Orange flavor: Hegland makes mark at Syracuse
Dave Hegland takes little credit for his increasing success as a coach.
Hegland’s been on the staff for the Orange for 10 years now, specializing in sprints and hurdles. One of his pupils — Jarret Eaton — became Syracuse’s first national champion, winning the 60-meter hurdles at the 2012 indoor national championships.
Beginning today in Eugene, Oregon, at the NCAA outdoor nationals championships, hurdler Freddie Crittenden and sprinter Shaina Harrison compete against the top college athletes in the country, and Hegland will be there.

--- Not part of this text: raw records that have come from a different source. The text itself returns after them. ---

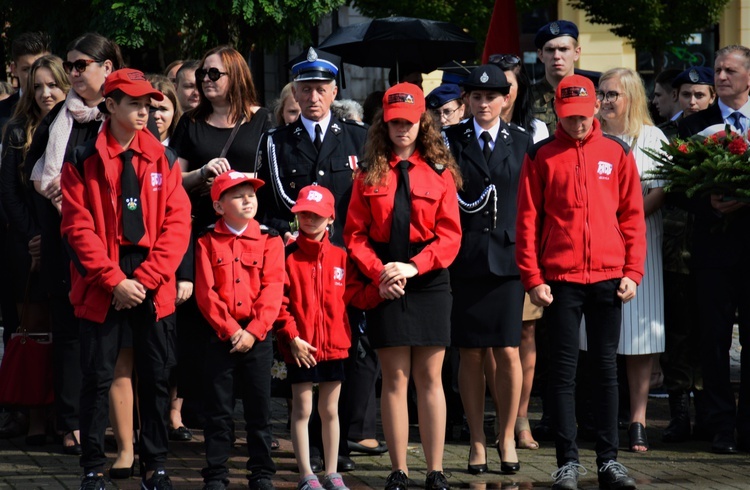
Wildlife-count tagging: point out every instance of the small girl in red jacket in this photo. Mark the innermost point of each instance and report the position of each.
(313, 329)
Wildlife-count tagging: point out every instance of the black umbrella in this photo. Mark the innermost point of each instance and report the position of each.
(401, 41)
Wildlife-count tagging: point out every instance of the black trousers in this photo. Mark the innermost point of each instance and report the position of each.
(154, 355)
(724, 293)
(252, 372)
(602, 309)
(66, 359)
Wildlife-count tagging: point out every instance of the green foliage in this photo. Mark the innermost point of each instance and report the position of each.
(651, 25)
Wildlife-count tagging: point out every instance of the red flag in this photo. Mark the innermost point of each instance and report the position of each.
(503, 35)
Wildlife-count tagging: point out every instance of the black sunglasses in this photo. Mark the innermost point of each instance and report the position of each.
(213, 74)
(509, 60)
(79, 65)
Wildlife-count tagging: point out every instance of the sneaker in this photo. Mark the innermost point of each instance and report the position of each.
(436, 480)
(566, 476)
(261, 484)
(614, 476)
(93, 481)
(158, 481)
(334, 481)
(310, 482)
(397, 481)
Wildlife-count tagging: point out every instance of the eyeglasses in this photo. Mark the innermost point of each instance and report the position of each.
(445, 113)
(213, 74)
(79, 65)
(610, 96)
(509, 60)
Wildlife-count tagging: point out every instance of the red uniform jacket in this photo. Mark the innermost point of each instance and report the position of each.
(92, 228)
(320, 282)
(434, 216)
(239, 279)
(580, 211)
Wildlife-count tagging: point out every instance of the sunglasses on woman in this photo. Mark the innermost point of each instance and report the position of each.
(79, 65)
(213, 74)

“I’m pretty fortunate. These jobs are pretty hard to come by,” the 1999 Jamestown High School graduate said. “If anything, I’ve been more lucky than good. I don’t take anything for granted. When I got this job my résumé certainly wouldn’t have qualified me for it. I was at the right place at the right time.”
After a stellar athletic career for the Blue Jays, highlighted by a banner day for him and his fellow Blue Jays at the 1999 state track and field meet in Grand Forks, Hegland went on to become a two-time All-American at South Dakota State University and still holds the school record in both the 110 (14.18 seconds) and 60 hurdles (8.05).After graduating, he was looking at potential graduate assistantships and eventually landed at Syracuse in upstate New York, and the rest is history.
“I came in in the fall of 2004, so just about 10 years now. It’s worked out very well. I’m definitely thankful,” said Hegland, who has a 2-year-old daughter and his wife Erika is expecting their second child later this month.
Those connected with the Orange speak highly of Hegland’s abilities.
Syracuse head track and field coach Chris Fox said in a story in the school’s newspaper — The Daily Orange — that Hegland is, “One of the best sprints and hurdles coaches in the country.”
In the same story, Eaton — the All-American sprinter — now training for the 2016 Olympics in Brazil, credited Hegland for, “The maturity I have, knowledge of the hurdles, knowledge of nutrition and sleep, my technique and patience have all been the result of being under coach Dave.”
Not surprisingly, Hegland always wanted to coach. He grew up at the track as his dad — Joe — was the longtime head coach of the Blue Jays prior to becoming a school administrator in Jamestown. Joe just retired in recent years as principal of Jamestown Middle School, while his mom Elaine just retired from teaching in 2013, but still subbed last year.
“It was a great way to grow up. We lived near Gussner (Elementary) by the track. I always followed my dad around. I got to ride on the bus. Certainly, he’s the reason I’m doing this,” Dave said of his dad, Joe. “There were so many great athletes. I got to watch Darin (Erstad). We all wanted to be like Darin. Jenny Schmeichel was a great distance runner. It was a great time to be a kid and watch all these great athletes.”
Hegland spoke glowingly of his high school years as an athlete for the Blue Jays where he competed in track and field in the spring, wrestling for coach Ron Zehren in the winter and cross country in the fall, before playing football as a senior, in what was Bill Cahill’s first year as head coach.
“I wasn’t a great football player by any means, but that team had some great players, great athletes,” he recalled fondly. “I think back to the coaches we had. I appreciate them even more now, and I thought they were great back then.
“Russ Schmeichel, Mike Harris, Mark Ukestad, Bill Kelly, Dave Drenth were so knowledgeable. Frank Conlon was the head coach, they made it so fun, but it was also very competitive. I’m probably forgetting somebody, and I’ll feel bad about that, but we had such good coaches. It was a great experience.”
At the 1999 state meet, the Blue Jays placed third as a team, their best finish since 1979. Hegland and Bryan Erstad locked in a great duel in the 110 hurdles with Erstad winning by .25 seconds. Erstad also won the 300 hurdles, while Hegland was third.
“That was a memorable day. Bryan, you know, was such an animal, but we had a lot of great athletes. That was a fun team to be a part of,” he said.
Coaching more than fills the void of competing these days, he says, and he’s perfectly happy in his current role.
“A lot of assistant coaches obviously aspire to other things, but honestly right now I don’t,” Hegland said. “I work with really good people and get to coach very talented kids. I’m pretty lucky to be doing what I’m doing.”